Singh joined Cylance in February 2016 and was part of the regional leadership team, tasked with evangelising about Cylance's machine learning technology in the security space.

Meanwhile, Edwards came on board in September 2016 to run the channel on both sides of the Tasman, with the former FireEye and Juniper veteran tasked with building a partner ecosystem locally.

“As we enter a new phase in our global expansion, we have made some changes in executive leadership in key markets, including Australia/New Zealand and Asia Pacific,” a spokesperson for Cylance told ARN.

“We’ve brought in John Giacomini to head up our global sales effort and our director of International Business Operations Daniel Bernard will lead the expansion of Cylance go-to-market operations in Asia Pacific and Australia/New Zealand.”

Yet both Giacomini and Bernard are based in San Francisco, with sources close to ARN suggesting that three on the ground staff now remain locally, spanning regional sales management roles specifically, alongside an engineering position focused on enterprise security.

The source confirmed to ARN that the three remaining staff members are Rick Ferguson, Anthony Farr and Vlado Vajdic.

“As always, our focus remains solidly on our customers and partners, and on removing legacy antivirus and weak protection layers to protect the world from cyberattack,” a Cylance spokesperson added.

As reported first by The Register, Cylance confirmed a “wide-ranging restructure involving job cuts” in early April, without providing specifics on the exact number of layoffs.

Locally, the move represents a backwards step for the vendor which kick-started its charge across Asia Pacific only 13 months ago, starting with three new executive appointments across A/NZ in March 2016.

As reported by ARN, the vendor recruited Andy Solterbeck from a regional perspective, with Singh and Hwei Oh also coming on board in sales engineering and marketing roles respectively.

Further recruits followed by the end of the year, with Edwards, Vlado Vajdic, Mark Jones and Stephen King also joining the ranks, alongside a local distribution deal with Arrow, in a move designed to support the company in its regional expansion plans.

“Over the past three years Cylance has experienced unprecedented growth,” a spokesperson for Cylance told ARN.

“Like every company, as we reach our annual planning cycle we assess our needs and critical growth areas for the coming year and we make some changes in the organisation to realign our team and operations.

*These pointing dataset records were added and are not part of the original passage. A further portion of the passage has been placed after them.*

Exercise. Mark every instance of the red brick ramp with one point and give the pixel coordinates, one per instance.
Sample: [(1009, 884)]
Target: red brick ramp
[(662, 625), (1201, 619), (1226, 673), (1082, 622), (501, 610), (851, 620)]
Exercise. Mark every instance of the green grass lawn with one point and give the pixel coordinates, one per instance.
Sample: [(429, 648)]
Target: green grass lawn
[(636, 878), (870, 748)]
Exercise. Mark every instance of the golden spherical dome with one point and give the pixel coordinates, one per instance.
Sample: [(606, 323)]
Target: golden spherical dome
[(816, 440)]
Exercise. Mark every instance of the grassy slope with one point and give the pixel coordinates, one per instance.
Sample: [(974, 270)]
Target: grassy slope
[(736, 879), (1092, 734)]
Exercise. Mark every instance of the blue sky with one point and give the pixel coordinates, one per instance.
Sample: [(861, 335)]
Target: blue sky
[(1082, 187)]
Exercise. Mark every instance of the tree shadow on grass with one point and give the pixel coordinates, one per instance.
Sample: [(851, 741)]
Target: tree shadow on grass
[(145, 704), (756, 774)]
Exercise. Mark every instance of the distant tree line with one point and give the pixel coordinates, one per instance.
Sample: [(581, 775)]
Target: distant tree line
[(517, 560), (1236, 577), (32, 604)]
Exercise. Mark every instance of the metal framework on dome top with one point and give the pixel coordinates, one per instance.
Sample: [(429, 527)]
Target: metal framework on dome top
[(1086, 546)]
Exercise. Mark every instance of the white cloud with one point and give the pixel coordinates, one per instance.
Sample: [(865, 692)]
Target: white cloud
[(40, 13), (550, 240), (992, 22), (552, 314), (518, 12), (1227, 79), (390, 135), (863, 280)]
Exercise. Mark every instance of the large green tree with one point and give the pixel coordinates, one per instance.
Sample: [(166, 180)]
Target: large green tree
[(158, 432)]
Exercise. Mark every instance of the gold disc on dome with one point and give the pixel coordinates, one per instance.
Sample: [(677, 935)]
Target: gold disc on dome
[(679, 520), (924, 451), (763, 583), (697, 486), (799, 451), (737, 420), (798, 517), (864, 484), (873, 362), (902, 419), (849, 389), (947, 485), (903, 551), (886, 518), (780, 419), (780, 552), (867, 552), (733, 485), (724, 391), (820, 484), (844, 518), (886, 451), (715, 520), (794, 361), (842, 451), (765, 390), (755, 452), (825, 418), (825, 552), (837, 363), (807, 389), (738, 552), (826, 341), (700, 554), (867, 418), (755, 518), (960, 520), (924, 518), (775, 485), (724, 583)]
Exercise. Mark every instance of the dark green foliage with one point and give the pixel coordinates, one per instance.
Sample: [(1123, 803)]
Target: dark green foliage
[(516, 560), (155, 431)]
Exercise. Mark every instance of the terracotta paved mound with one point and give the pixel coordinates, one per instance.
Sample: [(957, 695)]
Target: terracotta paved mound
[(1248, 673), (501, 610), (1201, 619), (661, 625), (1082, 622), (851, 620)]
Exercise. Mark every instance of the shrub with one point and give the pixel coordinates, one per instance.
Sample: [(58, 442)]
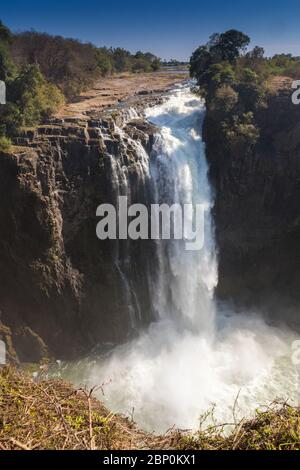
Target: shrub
[(5, 144)]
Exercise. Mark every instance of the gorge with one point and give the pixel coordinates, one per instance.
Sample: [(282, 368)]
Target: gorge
[(199, 353), (141, 316)]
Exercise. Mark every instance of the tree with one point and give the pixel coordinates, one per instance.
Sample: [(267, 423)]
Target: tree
[(221, 48), (229, 45)]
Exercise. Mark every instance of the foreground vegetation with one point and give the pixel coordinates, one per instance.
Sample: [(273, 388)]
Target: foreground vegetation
[(43, 414), (41, 72)]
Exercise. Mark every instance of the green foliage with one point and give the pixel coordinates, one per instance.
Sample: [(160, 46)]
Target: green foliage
[(221, 48), (72, 65), (34, 96), (226, 98), (40, 70), (5, 144)]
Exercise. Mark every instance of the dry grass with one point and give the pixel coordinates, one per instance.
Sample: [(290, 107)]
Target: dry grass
[(53, 415)]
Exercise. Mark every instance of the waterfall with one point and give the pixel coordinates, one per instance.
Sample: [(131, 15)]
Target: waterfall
[(196, 354), (179, 174)]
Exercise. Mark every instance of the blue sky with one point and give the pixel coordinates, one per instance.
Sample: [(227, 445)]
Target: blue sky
[(169, 28)]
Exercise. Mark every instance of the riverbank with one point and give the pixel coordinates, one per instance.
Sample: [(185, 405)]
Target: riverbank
[(118, 90), (39, 414)]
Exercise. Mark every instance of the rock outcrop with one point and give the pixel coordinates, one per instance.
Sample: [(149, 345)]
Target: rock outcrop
[(257, 216), (62, 291)]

“The changes that were made were very modest and we remain about 800 full-time employees who are already executing on next fiscal year’s plans to bring Cylance fully into the next stage of maturity as a late-stage start-up.”

Founded in 2012, Cylance specialises in artificial intelligence, algorithmic science and machine learning in the cyber security space, raising US$100 million in a Series D funding round in June 2016.

*This article was updated at 9:29am on Wednesday April 26.